Cellular ras and cyclin D proteins each play critical roles in the control of cellular proliferation. Evidence increasingly indicates an important connection between these two molecules. Extra cellular growth signals control ras activity; while ras activity stimulates cyclin D levels. These two proteins function to regulate cell cycle progression by regulating the activity of cell cycle control proteins in late GI-phase; when the cell makes a commitment to another round of DNA synthesis and cell division. We now report the possible involvement of ras and cyclin D1 in the control of cell cycle progression at an unexpected cell cycle point; late S- and G2-phases. With a cell cycle analytical procedure based upon time lapse analysis of asynchronous cultures coupled with quantitative fluorescence analytical procedures, we report here that cyclin D1 is expressed at high levels late in S-phase and throughout G2-phase. In this study we will test our hypothesis that ras activity and cyclin D expression late in the cell cycle might play a critical role in the control of cell cycle progression. To conclusively demonstrate that ras is active in late S- and G2- phases, ras activity will be analyzed by its association with target peptides.

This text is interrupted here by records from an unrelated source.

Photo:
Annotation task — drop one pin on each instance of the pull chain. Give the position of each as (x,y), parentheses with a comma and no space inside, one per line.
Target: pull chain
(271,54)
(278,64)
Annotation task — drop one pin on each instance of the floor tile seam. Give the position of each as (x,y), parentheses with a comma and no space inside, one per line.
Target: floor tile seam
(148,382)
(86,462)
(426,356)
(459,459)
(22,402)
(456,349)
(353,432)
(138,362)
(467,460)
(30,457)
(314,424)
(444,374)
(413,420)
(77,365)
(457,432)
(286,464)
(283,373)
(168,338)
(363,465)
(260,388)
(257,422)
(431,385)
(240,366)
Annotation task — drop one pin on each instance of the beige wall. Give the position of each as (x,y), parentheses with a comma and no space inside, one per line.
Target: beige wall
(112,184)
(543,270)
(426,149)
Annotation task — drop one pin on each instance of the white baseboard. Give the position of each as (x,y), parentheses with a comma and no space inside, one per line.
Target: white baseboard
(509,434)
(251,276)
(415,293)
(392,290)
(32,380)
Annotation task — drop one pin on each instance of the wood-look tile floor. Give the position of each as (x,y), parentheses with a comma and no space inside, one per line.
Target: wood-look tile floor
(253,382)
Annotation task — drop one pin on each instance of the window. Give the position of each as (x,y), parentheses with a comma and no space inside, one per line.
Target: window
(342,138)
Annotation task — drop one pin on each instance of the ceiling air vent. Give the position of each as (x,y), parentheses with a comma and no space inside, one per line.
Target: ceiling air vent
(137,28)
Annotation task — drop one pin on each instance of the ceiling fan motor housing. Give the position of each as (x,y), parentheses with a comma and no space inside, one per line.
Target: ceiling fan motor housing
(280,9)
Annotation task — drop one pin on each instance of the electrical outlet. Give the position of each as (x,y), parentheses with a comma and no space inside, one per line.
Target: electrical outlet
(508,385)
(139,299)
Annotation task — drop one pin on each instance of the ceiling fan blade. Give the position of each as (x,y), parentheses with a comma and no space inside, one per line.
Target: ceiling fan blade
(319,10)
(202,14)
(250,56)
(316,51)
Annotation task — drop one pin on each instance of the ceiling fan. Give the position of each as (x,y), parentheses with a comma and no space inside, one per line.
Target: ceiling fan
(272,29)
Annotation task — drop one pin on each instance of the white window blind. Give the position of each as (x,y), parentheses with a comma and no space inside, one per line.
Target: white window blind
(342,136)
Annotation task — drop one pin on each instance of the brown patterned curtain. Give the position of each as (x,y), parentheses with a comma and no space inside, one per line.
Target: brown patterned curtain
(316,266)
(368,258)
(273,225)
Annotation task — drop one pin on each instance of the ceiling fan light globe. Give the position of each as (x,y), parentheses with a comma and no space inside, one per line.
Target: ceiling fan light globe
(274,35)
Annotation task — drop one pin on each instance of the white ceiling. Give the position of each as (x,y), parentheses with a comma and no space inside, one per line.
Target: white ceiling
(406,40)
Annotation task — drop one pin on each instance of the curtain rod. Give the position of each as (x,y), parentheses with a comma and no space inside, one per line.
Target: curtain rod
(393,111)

In Specific Aim 1, the signaling pathway downstream of ras will also be analyzed late in the cell cycle.
In Specific Aim 2, we will determine to what extent ras activity leads to cyclin D1 expression in late cell cycle stages by comparing ras activity to cyclin D1 mRNA levels.
In Specific Aim 3, the biological importance of ras activity and cyclin D1 expression late in the cell cycle will be analyzed. Experiments are designed to demonstrate that cyclin D1 made in G2-phase effects cyclin D1 levels in G1 phase. In addition, we will test the possibility that cyclin D1 produced prior to mitosis influences entry into quiescence and the length of the next G1- phase. These studies have the potential to broaden our understanding of the role of ras activity throughout the cell cycle in the control of cellular proliferation.